3.7.4. Scenario D: Insect Growth Factors May Increase Achievable Cell Concentration, Thus Increasing Cell Mass Produced per Batch
Another foreseeable technological improvement to decrease insect cell-based meat cost is the achievement of higher cell densities in culture. Higher achievable cell concentration can drive down cost by increasing the mass of meat produced by production plants each year. One factor known to impact cell concentration is medium nutrient composition. Oftentimes, cell cultures will be supplemented with fetal bovine serum (FBS), but this is a byproduct of the meat industry, while in contrast, this model assumes the use of recombinant growth factors as animal serum alternatives. Cell cultures for cultivated meat can instead utilize these animal-free growth factors to increase proliferation, but as seen in the original model, these impose some of the most significant costs to production. As emphasized earlier in the text, insect cells can grow in the absence of these costly growth factors included in the original mammalian cell-based model, such as transforming growth factor beta and fibroblast growth factor 2. As increased cell concentration was found to be a considerable cost lever, other growth factors specific to insect cells have been identified and may be added to promote growth while not significantly contributing to cost of production.

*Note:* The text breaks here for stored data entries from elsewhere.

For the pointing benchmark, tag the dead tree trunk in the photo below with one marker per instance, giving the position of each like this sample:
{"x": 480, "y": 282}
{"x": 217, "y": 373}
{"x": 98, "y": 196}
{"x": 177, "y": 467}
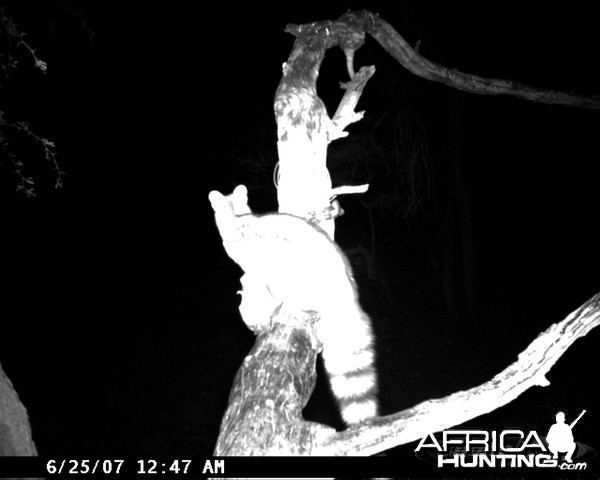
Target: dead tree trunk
{"x": 15, "y": 431}
{"x": 273, "y": 384}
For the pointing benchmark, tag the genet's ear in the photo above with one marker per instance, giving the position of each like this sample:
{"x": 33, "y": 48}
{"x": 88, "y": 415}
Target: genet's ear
{"x": 215, "y": 197}
{"x": 241, "y": 192}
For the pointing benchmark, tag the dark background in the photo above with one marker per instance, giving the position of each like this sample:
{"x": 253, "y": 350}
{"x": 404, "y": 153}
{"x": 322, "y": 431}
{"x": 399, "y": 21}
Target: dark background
{"x": 120, "y": 328}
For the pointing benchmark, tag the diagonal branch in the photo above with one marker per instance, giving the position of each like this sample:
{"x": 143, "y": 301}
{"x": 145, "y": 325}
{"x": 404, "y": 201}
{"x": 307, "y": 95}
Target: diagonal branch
{"x": 415, "y": 63}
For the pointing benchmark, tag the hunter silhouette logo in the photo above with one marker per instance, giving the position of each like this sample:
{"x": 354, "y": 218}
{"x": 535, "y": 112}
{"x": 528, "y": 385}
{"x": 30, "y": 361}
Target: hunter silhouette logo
{"x": 560, "y": 437}
{"x": 511, "y": 448}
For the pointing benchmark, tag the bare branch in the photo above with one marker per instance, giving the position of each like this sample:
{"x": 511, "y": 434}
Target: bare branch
{"x": 410, "y": 59}
{"x": 434, "y": 415}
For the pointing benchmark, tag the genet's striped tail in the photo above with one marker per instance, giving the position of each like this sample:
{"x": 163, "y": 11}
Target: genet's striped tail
{"x": 349, "y": 359}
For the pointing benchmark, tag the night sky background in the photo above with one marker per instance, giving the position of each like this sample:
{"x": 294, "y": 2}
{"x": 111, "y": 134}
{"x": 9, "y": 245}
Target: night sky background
{"x": 120, "y": 328}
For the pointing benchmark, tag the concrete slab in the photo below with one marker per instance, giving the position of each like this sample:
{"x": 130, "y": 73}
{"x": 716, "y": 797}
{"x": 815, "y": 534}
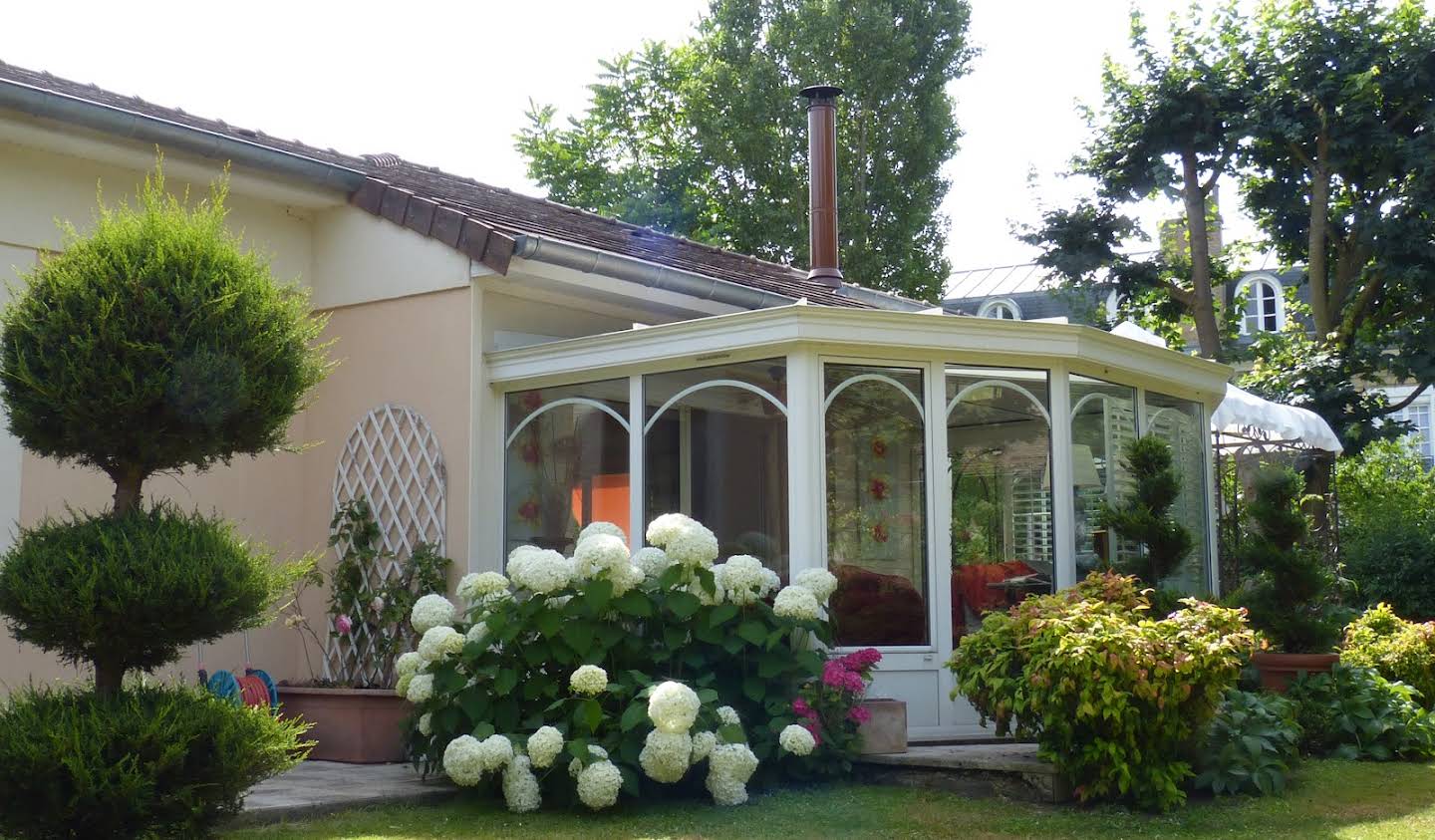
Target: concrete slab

One such growth factor is Bombyx mori paralytic peptide, an insect-derived polypeptide that increased cell proliferation by up to two-fold when added to culture media. Another lesser-studied insect growth factor is growth-blocking peptide, which was shown in a 1998 study by Hayakawa and Ohnishi to increase growth at low concentrations. More recent studies have begun to look at the polypeptide imaginal disc growth factor-2 (IDGF-2) that originates from Drosophila species but promoted lepidopteran cell growth [35,36,37]. In their 2006 study, Zhang et al. found that at concentrations greater than 0.2 nM, the growth factor increased cell concentration by up to 29% [38]. Despite all three of these growth factors showing promise for increasing achievable cell concentration, we decided to include IDGF-2 in our model for Scenario 3 due to the more recent focus on its applications in insect cell culture.
Based on the assumption that the addition of this growth factor at 40 ng/mL can increase cell concentration by 29%, our new achievable cell concentration increased to 2.7 × 107 cells/mL. Since it is not commercially available, the price of IDGF-2 was assumed to be equal to the cost of FGF-2 included in the original model (USD 2,005,000/g). Despite its assumed high price, IDGF-2 supplementation is still projected to decrease the price of insect cell-based meat to USD 7.78.
4. Conclusions
Due to reductions in media, oxygen, and utility costs, the baseline cost-per-kilogram of insect cell-based meat—USD 4193 for Lepidopteran-based and USD 6426 for Drosophila-based—is significantly lower than the cost determined by the original mammalian cell model, determined by Risner et al. to be USD 437,205 [15]. While both insect cell lines generated lower cost projections, Lepidoteran cells were found to reduce cost most dramatically (Table 6). This outcome was likely due to their larger cell size, shorter doubling time, and lower media cost, three parameters in the model that were found to have significant impact on cost (Table 7).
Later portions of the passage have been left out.